The nuclear danger posed by North Korea is not new. For more than a decade, the Kim regime has possessed nuclear weapons and has been steadily pursuing the capability to develop compact warheads and longer-range missile systems.
But since the arrival of Donald Trump in the White House, a bad situation has become far worse. North Korea has accelerated its missile testing and Trump has vowed a military attack against North Korea if it threatens the U.S. or its allies.
The risk of conflict through miscalculation by either side is now as severe as the tense days of October 1962, when the U.S. and the Soviet Union nearly went to war over the deployment of Soviet missiles in Cuba. Just as was the case in 1962, even a small action or wrong word could lead to war.
Now, as was the case then, events could easily escalate to the nuclear level. Each side must refrain from further threats and taunts and open a direct, private, and high-level diplomatic channel of communication.
In October 1962, President John F. Kennedy carefully calibrated and coordinated all U.S. government messages and signals toward Moscow so that America’s intentions were clear. He exchanged direct, private messages with his Soviet counterpart, Nikita Khrushchev, to seek a way out of the crisis. Kennedy was careful not to rule out compromises that would later prove essential in removing Soviet missiles from Cuba and ending the standoff.
The lack of discipline and coordination shown by the Trump administration, however, has increased the risk in this situation. Worse still, U.S. Ambassador to the United Nations Nikki Haley and others have already knocked down a Chinese proposal to deescalate tensions whereby North Korea halts further nuclear and missile tests in exchange for the U.S. pausing certain military exercises that North Korea sees as particularly threatening.

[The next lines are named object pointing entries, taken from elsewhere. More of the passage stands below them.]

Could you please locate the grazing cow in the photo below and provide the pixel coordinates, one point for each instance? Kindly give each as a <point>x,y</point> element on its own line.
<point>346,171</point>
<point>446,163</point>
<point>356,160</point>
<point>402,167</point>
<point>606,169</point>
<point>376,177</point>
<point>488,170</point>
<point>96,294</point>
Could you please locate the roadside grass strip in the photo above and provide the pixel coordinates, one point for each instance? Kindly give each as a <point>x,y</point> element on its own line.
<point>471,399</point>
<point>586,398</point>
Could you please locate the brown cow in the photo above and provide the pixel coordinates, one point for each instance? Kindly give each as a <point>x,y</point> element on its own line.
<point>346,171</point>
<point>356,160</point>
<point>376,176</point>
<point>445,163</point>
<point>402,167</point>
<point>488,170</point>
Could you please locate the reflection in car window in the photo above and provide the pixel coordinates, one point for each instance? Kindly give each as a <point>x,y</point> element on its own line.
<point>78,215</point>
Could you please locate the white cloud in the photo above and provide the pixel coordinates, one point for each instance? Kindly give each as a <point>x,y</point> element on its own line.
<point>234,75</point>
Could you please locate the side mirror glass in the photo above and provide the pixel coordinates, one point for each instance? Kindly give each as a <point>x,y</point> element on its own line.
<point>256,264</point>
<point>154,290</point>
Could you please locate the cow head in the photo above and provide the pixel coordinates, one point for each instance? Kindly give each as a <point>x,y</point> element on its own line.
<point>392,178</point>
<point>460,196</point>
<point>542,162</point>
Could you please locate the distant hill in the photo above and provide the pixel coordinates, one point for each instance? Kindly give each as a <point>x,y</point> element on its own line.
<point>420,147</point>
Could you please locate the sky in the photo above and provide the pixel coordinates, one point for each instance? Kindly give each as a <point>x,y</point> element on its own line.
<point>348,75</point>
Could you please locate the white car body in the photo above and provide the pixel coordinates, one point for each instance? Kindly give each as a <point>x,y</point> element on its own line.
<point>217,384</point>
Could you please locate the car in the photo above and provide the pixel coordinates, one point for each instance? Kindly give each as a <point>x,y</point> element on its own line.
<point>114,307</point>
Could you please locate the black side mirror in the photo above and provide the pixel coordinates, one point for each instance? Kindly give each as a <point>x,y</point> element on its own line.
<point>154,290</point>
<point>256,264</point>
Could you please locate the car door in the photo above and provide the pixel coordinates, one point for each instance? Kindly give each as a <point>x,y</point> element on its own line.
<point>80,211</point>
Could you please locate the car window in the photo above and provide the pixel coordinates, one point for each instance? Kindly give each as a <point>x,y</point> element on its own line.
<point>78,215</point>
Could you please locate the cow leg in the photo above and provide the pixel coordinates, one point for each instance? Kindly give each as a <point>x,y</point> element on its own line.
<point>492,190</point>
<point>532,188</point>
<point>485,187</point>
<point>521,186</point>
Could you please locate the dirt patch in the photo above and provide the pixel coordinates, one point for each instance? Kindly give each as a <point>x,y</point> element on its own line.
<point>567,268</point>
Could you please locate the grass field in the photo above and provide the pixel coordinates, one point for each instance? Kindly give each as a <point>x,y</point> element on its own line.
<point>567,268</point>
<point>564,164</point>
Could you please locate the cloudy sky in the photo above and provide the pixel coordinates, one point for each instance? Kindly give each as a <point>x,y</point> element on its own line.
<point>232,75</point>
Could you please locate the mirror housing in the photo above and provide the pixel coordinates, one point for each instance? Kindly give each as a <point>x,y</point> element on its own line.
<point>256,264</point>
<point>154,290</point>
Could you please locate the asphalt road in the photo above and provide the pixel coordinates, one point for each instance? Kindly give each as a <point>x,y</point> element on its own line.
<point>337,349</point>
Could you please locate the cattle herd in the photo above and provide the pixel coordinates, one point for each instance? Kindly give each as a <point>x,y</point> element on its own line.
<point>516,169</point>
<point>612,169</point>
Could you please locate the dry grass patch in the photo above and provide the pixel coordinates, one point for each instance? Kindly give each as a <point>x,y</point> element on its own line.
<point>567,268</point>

Given that no one has likely ever told North Korean leader Kim Jong Un “no” in his life, and given that Trump has never been known to publicly back down in a feud, it is unlikely they are capable, by themselves, of finding a diplomatic off-ramp.
An outside diplomatic intervention is in order. For example, the UN secretary general could convene an emergency, closed-door meeting with senior leaders from the members of Six Party Talks (China, North Korea, Japan, Russia, South Korea, and the U.S.) and to initiate a serious dialogue designed to lower tensions and address issues of mutual concern. Alternatively, Trump could authorize a representative to meet with a senior representative of Kim in Beijing to work out a plan to calm the situation.
Months ago, the Trump administration said its North Korea policy would involve “maximum pressure and engagement.” Since then, we’ve seen pressure, reckless rhetoric, and threats—but no engagement. The history of the nuclear age has shown that smaller states, even those without nuclear weapons, are not easily intimidated by U.S. nuclear threats. North Korea is no exception. Now we have a major security crisis that could spin out of control at any moment. Millions of lives in the Koreas and Japan are at risk.
It is past time for a direct U.S.-North Korea dialogue, without preconditions, that sets a new course—toward a negotiated or brokered agreement that addresses the concerns of the international community and the security concerns of North Korea. Such a course begins with an immediate halt to further nuclear test explosions and intermediate- or long-range ballistic missile tests and any military exercises that could be interpreted to be practice runs for an attack.
As Kennedy said following the Cuban Missile Crisis: “Above all, while defending our own vital interests, nuclear powers must avert those confrontations which bring an adversary to the choice of either a humiliating defeat or a nuclear war.”
Now is the time to back away from the edge of a conflict that could escalate to the nuclear level all too easily.
Daryl G. Kimball is the executive director of the independent, nongovernmental Arms Control Association.